Binance, the world’s largest cryptocurrency exchange by trading volume, has joined the Chamber of Digital Commerce, an American lobbying group, to help establish crypto regulation in the United States. The Chamber of Digital Commerce is a leading blockchain and crypto trade association with members such as Citi, Visa, MasterCard, Dapper Labs, Ripple, and Circle.
This move comes as U.S. lawmakers are moving aggressively towards regulating the crypto space as result of FTX’s collapse in November as well as the Terra Luna collapse in May. Billions of dollars’ worth of crypto assets were stolen and lost, prompting politicians and regulators in the U.S. to take strict action.
It is without a doubt that Binance also played a key part in the collapse of FTX. After Binance CEO Changpeng Zhao (CZ) learned of the unethical flywheel scheme that Alameda Research and FTX were taking part in, he announced on Twitter that he would liquidate all of Binance’s FTT holdings, FTX’s native token.
Shortly afterwards, as investors got hold of the news, they quickly rushed to withdraw their assets, leading to a liquidity crunch in FTX. CZ then announced that Binance had signed a non-binding letter of intent to acquire FTX to help and protect customers, but pulled out the next day after realizing the massive hole in FTX’s balance sheets.
Despite CZ’s efforts to protect the crypto industry, some believed that Binance is to blame. Former FTX spokesman Kevin O’Leary testified at the Senate Banking Committee hearing, saying that Binance “intentionally put FTX out of business”, even though FTX was already engaging in illegal activities. Regardless, lawmakers and regulators began diverting their attention to Binance.

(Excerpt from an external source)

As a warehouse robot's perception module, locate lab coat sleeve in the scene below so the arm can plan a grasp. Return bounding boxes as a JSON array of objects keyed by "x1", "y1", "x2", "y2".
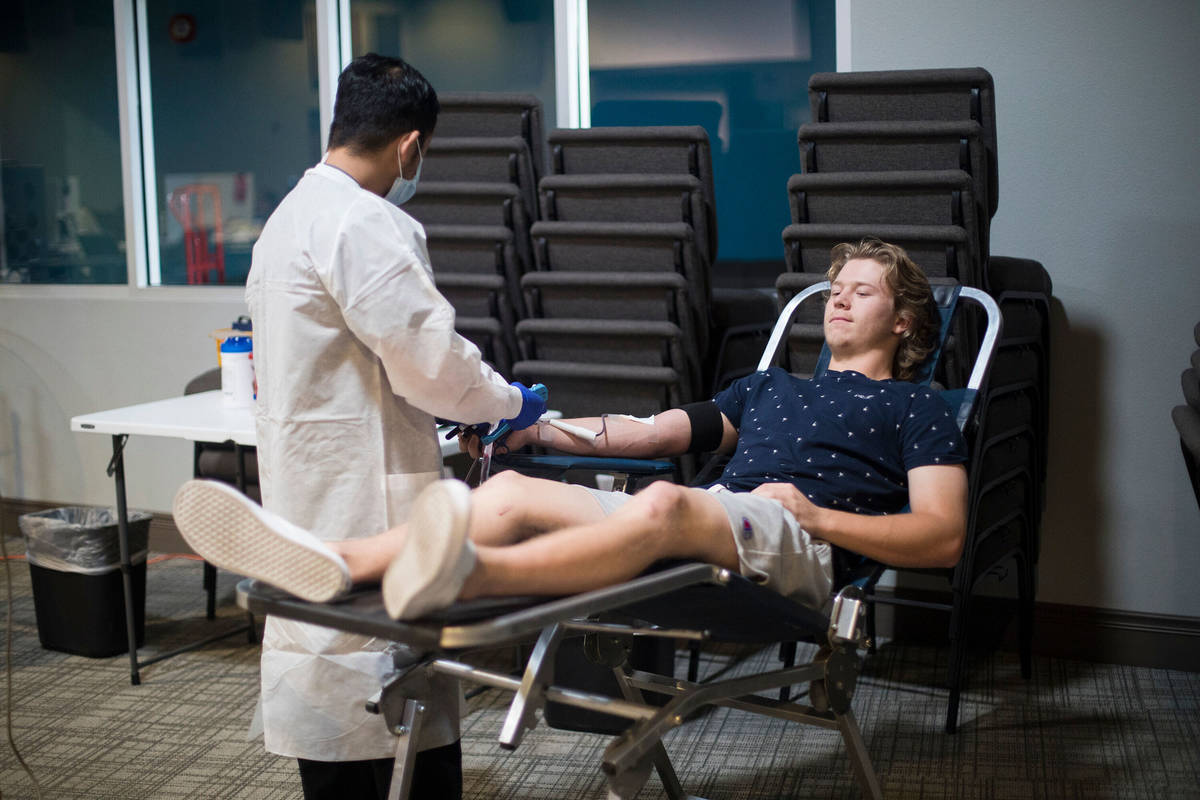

According to Reuters, U.S. authorities are currently considering filing criminal charges against top executives of Binance including CZ, relating to money laundering allegations in 2018. However, Binance defended against Reuters, saying that they are attacking Binance’s law enforcement team who have strictly complied with anti-money laundering policies.
As of now, the U.S. Department of Justice is still divided over whether to prosecute Binance. It is unclear whether they will pursue this four-year long case. Given the circumstances, Binance’s decision to join the Chamber of Digital Commerce is an effort to help establish policies that benefit and protect users, and to provide education and advocacy on the use of digital assets and blockchain-based technologies.
Binance’s Vice President of Public Affairs Joanne Kubba said that “working hand in glove with policymakers, regulatory bodies, and industry groups like the Chamber is imperative for Binance.”